The slow burn worked, don’t get me wrong, but the story possibilities, the jokes, the atmosphere…everything became so urgently rich that I could spend eight episodes watching nothing but that. (Speaking of which, do we think The Monarch will appear in every episode this season? I’m thinking he will…and if I’m right it’ll be the first season in which that’s the case. He’s long felt like a secondary protagonist for this show, and maybe that’s finally happening from a structural standpoint.)

The entirety of this material was great. There’s plenty of fun to be had with The Monarch simply discovering a cave full of gadgets, but tying it into his bloodline, his destiny, and this show’s always brilliant exploration of the difference between a good guy, a good guy, a bad guy, and a bad guy…it just brings the comedy and the potential to a whole other level.

It’s the discovery of an old video cassette that helps The Monarch accept that his father was a good guy, and it helps him accept that precisely because there was some moral ambiguity to the man. It comes first in the form of a jokey conversation with Jonas and a staged confession to the camera…but let the tape run a little longer and you see your father cheating on your mother, relishing and abusing the power over strangers that comes with fame.

It’s fully possible that the Blue Morpho was a genuinely great human being before he became friends with the self-absorbed, debaucherous Team Venture, but The Monarch here sees evidence of grey around the edges, which makes his birthright — as 21 puts it — a bit more palatable.

And, of course, once he gets into the suit, he becomes a good guy. The clothes absolutely make the man. He starts by toying with the idea of blowing up an aggressive driver (the fact that he only toyed with the idea is major progress for The Monarch) and ends by coming to the legitimate rescue of Billy Quizboy and giddily celebrating with 21 how good it felt to be the hero.

The Monarch has long been a perfect illustration of the show’s artfully hazy approach to good guys and bad guys. In fact, he was arguably the show’s first illustration of that approach…and it’s something that’s been explored by innumerable characters since. (Let’s not forget as well as the constantly shifting alignments between and within the show’s various factions.)

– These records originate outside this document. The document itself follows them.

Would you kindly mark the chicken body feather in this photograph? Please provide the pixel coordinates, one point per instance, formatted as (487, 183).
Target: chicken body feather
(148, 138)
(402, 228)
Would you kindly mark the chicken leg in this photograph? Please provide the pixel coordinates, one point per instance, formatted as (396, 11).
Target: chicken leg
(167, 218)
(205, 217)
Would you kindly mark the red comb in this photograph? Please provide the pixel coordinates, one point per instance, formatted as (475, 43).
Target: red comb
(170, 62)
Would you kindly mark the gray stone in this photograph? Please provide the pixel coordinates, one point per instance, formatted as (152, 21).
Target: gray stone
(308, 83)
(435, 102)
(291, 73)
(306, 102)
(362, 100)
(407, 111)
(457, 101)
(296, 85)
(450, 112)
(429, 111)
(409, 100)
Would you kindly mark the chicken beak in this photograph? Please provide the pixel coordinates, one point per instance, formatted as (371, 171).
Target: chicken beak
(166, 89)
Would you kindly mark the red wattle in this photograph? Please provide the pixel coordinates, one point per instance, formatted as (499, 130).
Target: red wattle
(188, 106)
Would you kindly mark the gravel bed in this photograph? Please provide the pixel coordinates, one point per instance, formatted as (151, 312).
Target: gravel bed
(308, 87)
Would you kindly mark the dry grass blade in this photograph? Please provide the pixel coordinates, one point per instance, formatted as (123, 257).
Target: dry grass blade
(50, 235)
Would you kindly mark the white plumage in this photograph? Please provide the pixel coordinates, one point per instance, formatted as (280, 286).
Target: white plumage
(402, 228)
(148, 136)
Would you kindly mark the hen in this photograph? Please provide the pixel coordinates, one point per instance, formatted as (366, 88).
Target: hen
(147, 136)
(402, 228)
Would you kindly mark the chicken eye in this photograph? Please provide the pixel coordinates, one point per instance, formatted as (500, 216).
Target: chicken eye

Dr. Venture, too, serves as a constant reminder of the blur between the heroic and villainous…in fact, Dr. Venture may well be responsible for more of the show’s most terrible events than The Monarch, and The Monarch was unquestionably part of more of the human and emotional moments.

21 has also explored both sides of the dichotomy…albeit more actively. When he was a villain, he knew he was a villain. When he was a good guy, he knew he was a good guy. The Monarch and Dr. Venture each reject their “other” side whenever somebody brings it up, but 21 was perfectly willing to explore himself and try to find his actual place in the world. The fact that he’s a villain again — while acting as a hero — is a great way for him to tie those two competing aspects of himself together, actively, with an eye toward personal unification.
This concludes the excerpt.